Warning: This review reveals a plot twist.

The trouble with a movie built on a gimmick is that inevitably form smothers content. It’s like a dull tract written with calligraphic finesse. The filmmakers hope that you’ll be so enamoured with their stylistic flourish, that you’ll be fooled into thinking you’ve enjoyed a story crafted with equal care.

This gap between technological fetishism and story craft now has a name: Olsen’s Cleavage. It’s been so christened in tribute to the literal gap between Elizabeth Olsen’s breasts, that dominates two thirds of Silent House. Like its parent picture, the Spanish La Casa Muda, the film employs a real time conceit, but with little happening and nothing to concentrate on but those pert hemispheres, it’s fitting that they should now be forever associated with the vacuum left by this approach.

If “real terror in real time” is the boast, what’s the reality?
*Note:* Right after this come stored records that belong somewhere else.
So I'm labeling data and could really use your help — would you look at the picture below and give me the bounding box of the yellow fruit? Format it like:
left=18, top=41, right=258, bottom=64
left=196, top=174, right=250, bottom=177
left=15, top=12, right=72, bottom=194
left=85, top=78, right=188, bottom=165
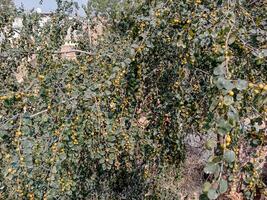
left=228, top=90, right=235, bottom=96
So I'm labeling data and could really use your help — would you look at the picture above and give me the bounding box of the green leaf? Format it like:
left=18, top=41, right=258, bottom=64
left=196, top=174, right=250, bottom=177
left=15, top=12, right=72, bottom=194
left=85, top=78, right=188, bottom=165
left=223, top=150, right=235, bottom=163
left=219, top=179, right=228, bottom=194
left=218, top=119, right=232, bottom=136
left=208, top=189, right=219, bottom=199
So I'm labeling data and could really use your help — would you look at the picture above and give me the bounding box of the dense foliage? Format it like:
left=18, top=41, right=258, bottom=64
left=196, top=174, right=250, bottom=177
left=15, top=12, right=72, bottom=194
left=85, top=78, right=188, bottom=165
left=0, top=0, right=267, bottom=199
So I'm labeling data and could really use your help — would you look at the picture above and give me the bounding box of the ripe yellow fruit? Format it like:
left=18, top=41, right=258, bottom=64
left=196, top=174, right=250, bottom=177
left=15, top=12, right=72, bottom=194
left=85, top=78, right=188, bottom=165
left=228, top=90, right=235, bottom=97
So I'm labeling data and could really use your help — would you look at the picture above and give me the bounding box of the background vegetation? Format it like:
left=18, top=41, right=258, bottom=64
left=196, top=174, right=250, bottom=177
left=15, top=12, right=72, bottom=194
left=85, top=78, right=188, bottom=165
left=0, top=0, right=267, bottom=199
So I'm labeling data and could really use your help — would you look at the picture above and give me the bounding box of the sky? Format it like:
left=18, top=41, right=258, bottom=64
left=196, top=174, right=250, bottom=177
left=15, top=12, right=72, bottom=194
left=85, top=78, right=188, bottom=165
left=13, top=0, right=88, bottom=13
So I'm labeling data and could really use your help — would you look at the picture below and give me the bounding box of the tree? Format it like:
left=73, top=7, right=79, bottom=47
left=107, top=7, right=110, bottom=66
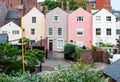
left=42, top=0, right=86, bottom=10
left=25, top=49, right=44, bottom=67
left=0, top=43, right=22, bottom=74
left=19, top=37, right=30, bottom=43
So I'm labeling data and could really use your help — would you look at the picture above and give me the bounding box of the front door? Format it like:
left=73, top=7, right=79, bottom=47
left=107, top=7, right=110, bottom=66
left=49, top=40, right=53, bottom=51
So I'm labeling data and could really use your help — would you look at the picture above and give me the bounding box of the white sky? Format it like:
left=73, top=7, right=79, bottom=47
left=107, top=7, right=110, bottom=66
left=37, top=0, right=120, bottom=10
It’s a movie in which style strangles storytelling possibilities. Stuck in a house with what appears to be a TARDIS sized interior, and with the lecherous camera never more than a few feet from Olsen, directors Kentis and Lau paint themselves into a corner, unable to utilise the many glorious devices filmmakers have invented over the last century to spin a many fibred yarn.

Constructing characters is difficult when they’re only present for a few minutes or, in Olsen’s case, present throughout but limited to looking frightened and hiding under furniture. You can’t hold a look, you can’t cut away to suggest a relationship between an object and a character, you’re bound by a linear straightjacket and building tension is tough, because your movie’s architecture is modelled on a survival horror game like Silent Hill, in which a single character explores an environment, picks up objects, and makes the odd unpleasant discovery. Given these handicaps, it’s little wonder that Kentis and Lau are so dependant on those mammary glands to sustain audience interest. After this and Martha Marcy May Marlene there’s a real danger that they may get their own credit in future.

No terror then, so what of real time? When Hitchcock made Rope, the amount of film he could shoot in one take forced him to cheat. Today it’s possible, with choreographic chutzpah and a digital camera, to shoot a ninety-minute movie in one go, but Kentis and Lau, perhaps outwitted by their labyrinthine set, opt for invisible cuts. The problem is those aforementioned breasts. If you’re going to focus on them, as I’m doing, then you best not soil them with blood splatter. If you do, and the pattern of those crimson smears periodically changes, attentive audience members, who’ve got nothing else to focus on, may start noticing and realise that they’ve been the unwitting victims of a changeover during one of many scenes in which the camera spasms, drops to the floor, passes behind a wall, or loses focus as it struggles to keep up with the mugging, blubbing Olsen.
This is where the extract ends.